Step 4. Format to Simpler Json Files

fatmas1982 commented 5 years ago

Could you clear to what should the Step 4. Format to Simpler Json Files do . my case : i have my own data-set . i am trying to apply these steps on it. Now I performed to Step 3. Sentence Splitting and Tokenization and generated Json files . regarding my own data-set step 4 did not perform any thing. after studying the code related to step 4 in function called format_to_lines -->data_builder.py . this function compare my json file by name with mapping file with the same name in URL directory. I think the isse in this loop

for line in open(pjoin(args.map_path, 'mapping_' + corpus_type + '.txt')):
            temp.append(hashhex(line.strip()))
        corpus_mapping[corpus_type] = {key.strip(): 1 for key in temp}

the corpus_mapping[corpus_type] length are

corpus_mapping valid 13368 corpus_mapping test 11490 corpus_mapping train 287227

train_files,` valid_files, test_files = [], [], []
print("glob jason",glob.glob(pjoin(args.raw_path, '*.json')))
for f in glob.glob(pjoin(args.raw_path, '*.json')):
print("f",f)
real_name = f.split('/')[-1].split('.')[0]
print("real_name",real_name)
if (real_name in corpus_mapping['valid']):
valid_files.append(f)
elif (real_name in corpus_mapping['test']):
test_files.append(f)
elif (real_name in corpus_mapping['train']):
train_files.append(f)
# else:
#     train_files.append(f)
print("len train_files, valid_files, test_files ",len(train_files), len(valid_files), len(test_files ))

len train_files, valid_files, test_files 0 0 0 could you help me ?
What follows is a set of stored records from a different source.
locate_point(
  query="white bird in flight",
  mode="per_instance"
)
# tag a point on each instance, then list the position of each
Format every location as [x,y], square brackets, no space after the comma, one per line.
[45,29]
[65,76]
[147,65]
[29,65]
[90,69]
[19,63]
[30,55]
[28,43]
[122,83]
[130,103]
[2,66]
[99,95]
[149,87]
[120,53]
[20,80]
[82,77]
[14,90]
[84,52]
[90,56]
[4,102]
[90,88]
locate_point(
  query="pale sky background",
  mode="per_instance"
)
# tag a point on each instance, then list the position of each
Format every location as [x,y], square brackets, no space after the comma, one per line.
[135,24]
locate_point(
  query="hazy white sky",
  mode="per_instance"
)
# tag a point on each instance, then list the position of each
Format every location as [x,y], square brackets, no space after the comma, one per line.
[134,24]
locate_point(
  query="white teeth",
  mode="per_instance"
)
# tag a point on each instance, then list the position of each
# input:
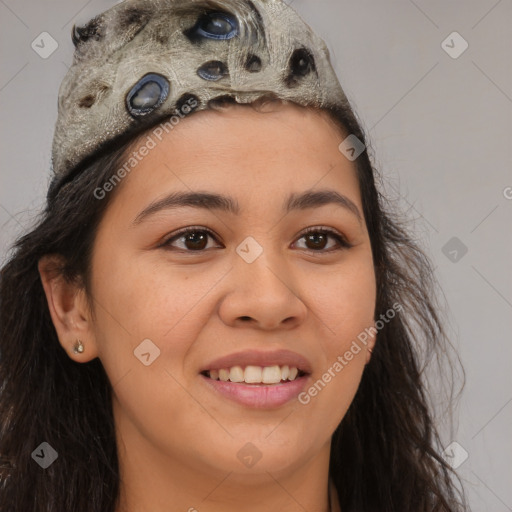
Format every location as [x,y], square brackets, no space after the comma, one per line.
[252,374]
[271,375]
[236,374]
[255,374]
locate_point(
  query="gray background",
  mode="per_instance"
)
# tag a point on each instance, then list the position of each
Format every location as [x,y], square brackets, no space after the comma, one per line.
[441,131]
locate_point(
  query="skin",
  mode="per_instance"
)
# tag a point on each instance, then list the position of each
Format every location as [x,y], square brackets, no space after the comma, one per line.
[178,440]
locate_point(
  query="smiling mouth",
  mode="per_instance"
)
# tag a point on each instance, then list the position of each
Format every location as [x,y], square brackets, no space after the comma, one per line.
[267,375]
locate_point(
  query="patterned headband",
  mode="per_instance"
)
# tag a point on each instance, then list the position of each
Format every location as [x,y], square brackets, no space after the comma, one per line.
[143,61]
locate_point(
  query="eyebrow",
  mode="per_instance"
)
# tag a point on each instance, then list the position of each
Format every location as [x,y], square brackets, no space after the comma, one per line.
[209,201]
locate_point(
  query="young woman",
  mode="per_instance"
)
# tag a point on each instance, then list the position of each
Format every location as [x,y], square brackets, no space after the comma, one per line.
[217,311]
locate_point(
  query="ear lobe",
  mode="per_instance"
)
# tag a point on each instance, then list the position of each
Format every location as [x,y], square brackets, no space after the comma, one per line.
[68,308]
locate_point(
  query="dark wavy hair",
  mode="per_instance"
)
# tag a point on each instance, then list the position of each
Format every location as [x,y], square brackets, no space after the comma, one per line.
[385,454]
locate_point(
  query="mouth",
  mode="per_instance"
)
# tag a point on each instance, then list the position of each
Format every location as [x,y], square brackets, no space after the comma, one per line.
[253,375]
[258,379]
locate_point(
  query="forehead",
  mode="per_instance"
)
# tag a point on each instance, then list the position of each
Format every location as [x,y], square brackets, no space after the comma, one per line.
[246,152]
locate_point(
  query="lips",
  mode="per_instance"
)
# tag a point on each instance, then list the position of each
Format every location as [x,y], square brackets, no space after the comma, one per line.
[258,379]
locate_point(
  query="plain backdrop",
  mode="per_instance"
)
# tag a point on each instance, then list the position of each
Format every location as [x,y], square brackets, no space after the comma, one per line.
[439,118]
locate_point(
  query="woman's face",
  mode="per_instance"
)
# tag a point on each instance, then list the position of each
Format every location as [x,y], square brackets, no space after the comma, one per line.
[246,285]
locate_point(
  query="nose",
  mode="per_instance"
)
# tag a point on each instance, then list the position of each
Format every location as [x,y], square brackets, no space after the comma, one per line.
[262,294]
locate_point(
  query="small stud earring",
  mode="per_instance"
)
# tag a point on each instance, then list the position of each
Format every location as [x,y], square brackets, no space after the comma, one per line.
[79,347]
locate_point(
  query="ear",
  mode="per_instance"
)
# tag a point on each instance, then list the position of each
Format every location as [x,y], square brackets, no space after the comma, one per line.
[69,309]
[370,344]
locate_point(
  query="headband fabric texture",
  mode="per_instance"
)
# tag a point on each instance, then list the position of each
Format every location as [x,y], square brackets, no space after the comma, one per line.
[143,61]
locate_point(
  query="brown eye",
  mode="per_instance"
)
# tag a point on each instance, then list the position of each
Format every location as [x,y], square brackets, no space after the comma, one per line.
[317,240]
[191,239]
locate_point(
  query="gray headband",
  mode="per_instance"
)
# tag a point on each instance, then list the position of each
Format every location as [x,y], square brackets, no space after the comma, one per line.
[143,60]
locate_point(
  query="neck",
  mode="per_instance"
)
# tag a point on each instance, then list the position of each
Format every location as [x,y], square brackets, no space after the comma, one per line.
[153,480]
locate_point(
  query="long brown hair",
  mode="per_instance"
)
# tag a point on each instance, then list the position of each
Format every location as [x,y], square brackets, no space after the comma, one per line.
[385,454]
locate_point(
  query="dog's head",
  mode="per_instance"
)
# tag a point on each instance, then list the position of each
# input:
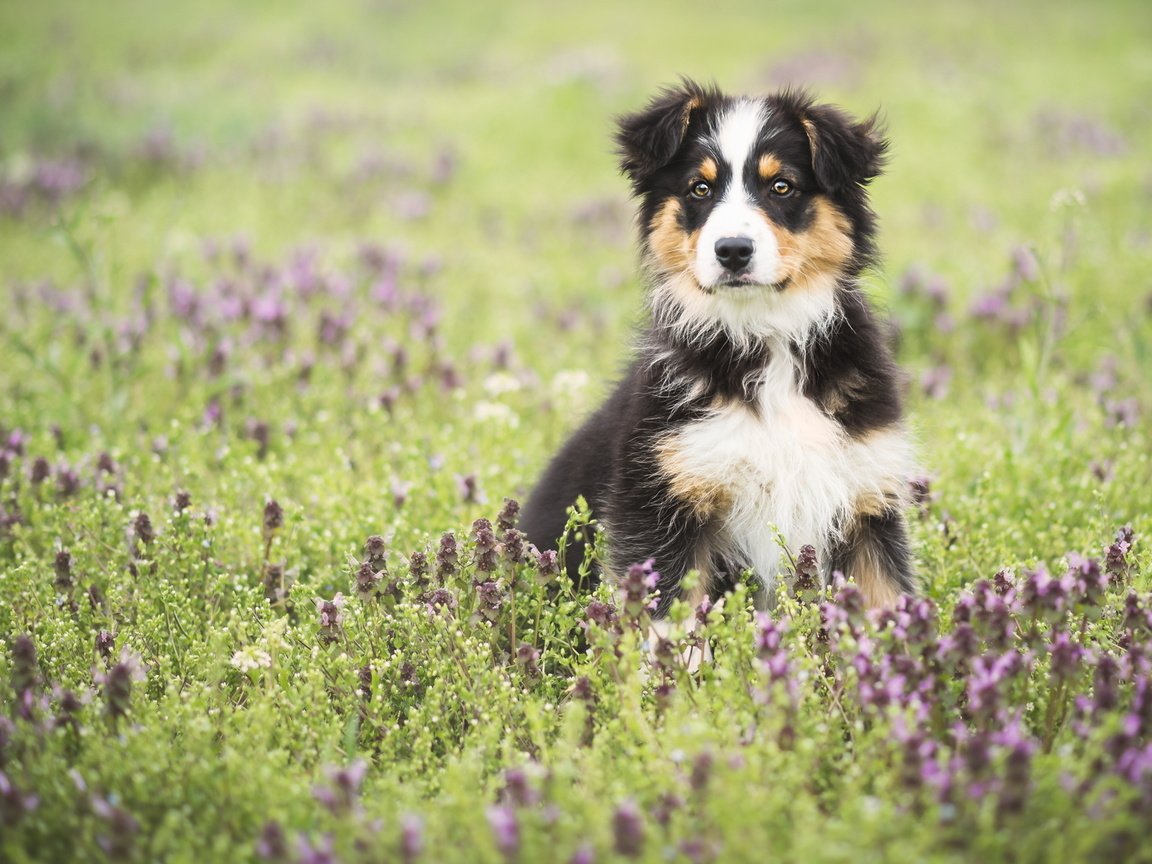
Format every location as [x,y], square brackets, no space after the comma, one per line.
[751,210]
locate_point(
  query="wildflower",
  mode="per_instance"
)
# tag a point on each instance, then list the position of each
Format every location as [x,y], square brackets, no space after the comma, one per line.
[411,838]
[121,830]
[275,583]
[638,583]
[505,830]
[509,514]
[490,599]
[1066,656]
[341,794]
[323,853]
[628,830]
[808,573]
[1044,597]
[250,658]
[63,582]
[665,808]
[485,551]
[273,518]
[517,789]
[272,843]
[368,582]
[331,618]
[447,558]
[418,569]
[470,491]
[118,682]
[1116,554]
[376,552]
[702,771]
[40,471]
[441,599]
[25,672]
[512,545]
[528,658]
[14,804]
[547,566]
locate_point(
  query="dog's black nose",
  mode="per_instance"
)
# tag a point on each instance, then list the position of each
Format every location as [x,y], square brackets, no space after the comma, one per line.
[734,252]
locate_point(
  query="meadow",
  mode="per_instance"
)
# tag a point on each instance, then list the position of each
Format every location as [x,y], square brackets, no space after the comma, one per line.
[297,297]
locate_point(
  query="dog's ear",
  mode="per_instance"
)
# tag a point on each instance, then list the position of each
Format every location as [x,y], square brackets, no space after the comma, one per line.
[648,139]
[844,152]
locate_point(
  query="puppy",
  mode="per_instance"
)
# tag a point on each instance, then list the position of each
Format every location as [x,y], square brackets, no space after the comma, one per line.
[762,411]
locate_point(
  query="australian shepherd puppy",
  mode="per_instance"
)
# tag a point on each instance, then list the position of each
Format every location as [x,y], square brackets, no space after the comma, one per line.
[763,410]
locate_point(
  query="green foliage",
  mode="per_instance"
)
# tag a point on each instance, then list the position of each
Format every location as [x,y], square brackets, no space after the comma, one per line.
[282,280]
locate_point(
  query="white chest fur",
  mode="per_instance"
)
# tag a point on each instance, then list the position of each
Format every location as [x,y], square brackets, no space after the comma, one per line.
[782,474]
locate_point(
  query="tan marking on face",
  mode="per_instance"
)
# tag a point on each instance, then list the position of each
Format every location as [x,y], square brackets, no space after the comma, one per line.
[709,169]
[819,250]
[770,166]
[669,248]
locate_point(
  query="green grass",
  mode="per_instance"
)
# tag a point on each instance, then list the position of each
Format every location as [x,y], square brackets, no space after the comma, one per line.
[327,128]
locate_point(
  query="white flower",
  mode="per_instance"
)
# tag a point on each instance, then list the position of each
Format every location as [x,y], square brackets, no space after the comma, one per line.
[497,412]
[250,658]
[568,381]
[500,383]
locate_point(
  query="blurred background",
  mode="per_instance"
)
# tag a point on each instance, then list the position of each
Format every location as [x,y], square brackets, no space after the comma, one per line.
[468,146]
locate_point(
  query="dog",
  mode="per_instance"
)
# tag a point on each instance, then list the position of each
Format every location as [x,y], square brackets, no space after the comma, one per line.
[763,409]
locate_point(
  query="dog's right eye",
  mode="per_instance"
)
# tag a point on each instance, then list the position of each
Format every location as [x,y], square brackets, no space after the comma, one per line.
[700,190]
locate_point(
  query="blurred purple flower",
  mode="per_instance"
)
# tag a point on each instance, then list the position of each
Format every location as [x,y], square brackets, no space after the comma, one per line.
[505,830]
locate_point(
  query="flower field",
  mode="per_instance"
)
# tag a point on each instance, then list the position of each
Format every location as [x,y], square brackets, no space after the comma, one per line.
[298,301]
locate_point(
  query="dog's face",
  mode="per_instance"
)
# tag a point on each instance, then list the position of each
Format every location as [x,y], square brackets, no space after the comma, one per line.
[751,210]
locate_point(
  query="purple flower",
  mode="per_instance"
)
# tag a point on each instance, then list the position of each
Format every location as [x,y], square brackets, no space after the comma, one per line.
[63,582]
[509,514]
[369,582]
[628,830]
[637,584]
[323,853]
[505,830]
[376,552]
[490,597]
[1065,657]
[341,795]
[517,789]
[485,550]
[547,566]
[25,671]
[118,682]
[273,518]
[528,658]
[411,838]
[272,843]
[447,558]
[513,547]
[331,618]
[14,804]
[1116,554]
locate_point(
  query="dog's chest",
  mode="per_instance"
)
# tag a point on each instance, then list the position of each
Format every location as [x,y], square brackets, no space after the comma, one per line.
[780,470]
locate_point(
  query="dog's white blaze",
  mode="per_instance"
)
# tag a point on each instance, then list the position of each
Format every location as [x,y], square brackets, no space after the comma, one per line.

cuthbertjohnkarawa commented 4 years ago

@fatmas1982 did you manage to resolve the issue

fatmas1982 commented 4 years ago

No

NandaKishoreJoshi commented 4 years ago

Even I'm facing the same issue. Let me know if anyone know the solution to this issue or any other way to preprocess the data

fatmas1982 commented 4 years ago

I dont know tell now

Ghani-25 commented 4 years ago

same problem

mmcmahon13 commented 4 years ago

I am also running into issues trying to preprocess my own data for fine-tuning, I'm not sure how i should format my mapping files for custom data

mmcmahon13 commented 4 years ago

I was able to get mine working by removing the call to hashhex in temp.append(hashhex(line.strip())); the original code seems to hash the URLs in the mapping files to generate the filenames to go into each set. I instead made it append the raw file names, not sure if that helps

AanchalA commented 4 years ago

I was able to get mine working by removing the call to hashhex in temp.append(hashhex(line.strip())); the original code seems to hash the URLs in the mapping files to generate the filenames to go into each set. I instead made it append the raw file names, not sure if that helps

I tried removing the call to hashhex in temp.append(hashhex(line.strip())); but there is no difference, I'm still getting nothing

AanchalA commented 4 years ago

For me, the 'real_name' variable was not getting set because I'm working on a windows machine and windows uses '\' instead of '/' in its path. So, in format_to_lines(args) when i changed real_name = f.split('/')[-1].split('.')[0] to real_name = f.split('\\')[-1].split('.')[0]. It worked for me.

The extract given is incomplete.